Switch (saver. state) {Case knotfound: break; // continue to search for the next earlier sstable file case kfound: Return s; // locate case kdeleted: // deleted S = Status :: notfound (slice (); // return s with an empty error string for efficiency; Case kmeanupt: // data corruption S = Status: uption ("incluupted key ", user_key); Return s ;}

The above is the code logic of version: Get (). If there are too many sstable files at level 0, the reading speed will be affected, which is also the reason for compaction.
In addition, there is a saver function passed to tablecache: Get (). The following is a simple analysis. This is a static function: static void savevalue (void * Arg, const slice & Ikey, const slice & V ). It uses the structure saver internally:
Struct saver {
Saverstate state;
Const comparator * ucmp; // User Key Comparator
Slice user_key;
STD: string * value;
};
The logic of the savevalue function is very simple. First, parse the internalkey passed in by the table, and then judge whether the user key is the user key to be searched based on the specified comparator. If the type is ktypevalue, it is set to saver: * value and kfound is returned. Otherwise, kdeleted is returned. The Code is as follows:

Saver * s = reinterpret_cast <saver *> (ARG); parsedinternalkey parsed_key; // parse Ikey to parsedinternalkey if (! Parseinternalkey (Ikey, & parsed_key) S-> state = kw.upt; // parsing failed else {If (S-> ucmp-> compare (parsed_key.user_key, S-> user_key) = 0) {// compare User Key S-> state = (parsed_key.type = ktypevalue )? Kfound: kdeleted; If (S-> state = kfound) S-> value-> assign (v. data (), V. size (); // locate and save the result }}

The following functions are more or less related to compaction.

Contact Us

The content source of this page is from Internet, which doesn't represent Alibaba Cloud's opinion; products and services mentioned on that page don't have any relationship with Alibaba Cloud. If the content of the page makes you feel confusing, please write us an email, we will handle the problem within 5 days after receiving your email.
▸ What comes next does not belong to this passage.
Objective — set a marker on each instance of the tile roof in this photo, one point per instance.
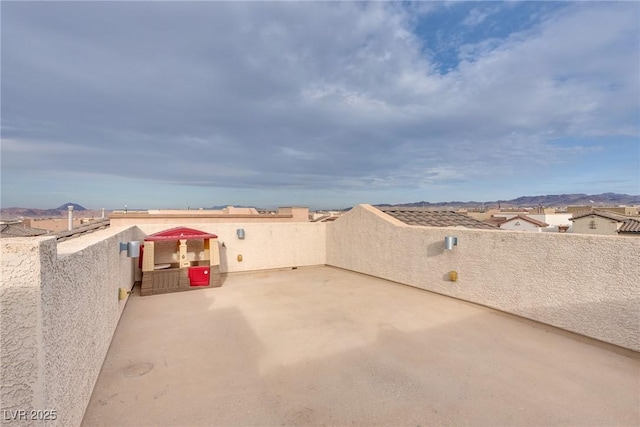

If you find any instances of plagiarism from the community, please send an email to: info-contact@alibabacloud.com and provide relevant evidence. A staff member will contact you within 5 working days.

A Free Trial That Lets You Build Big!

Start building with 50+ products and up to 12 months usage for Elastic Compute Service

  • Sales Support

    1 on 1 presale consultation

  • After-Sales Support

    24/7 Technical Support 6 Free Tickets per Quarter Faster Response

  • Alibaba Cloud offers highly flexible support services tailored to meet your exact needs.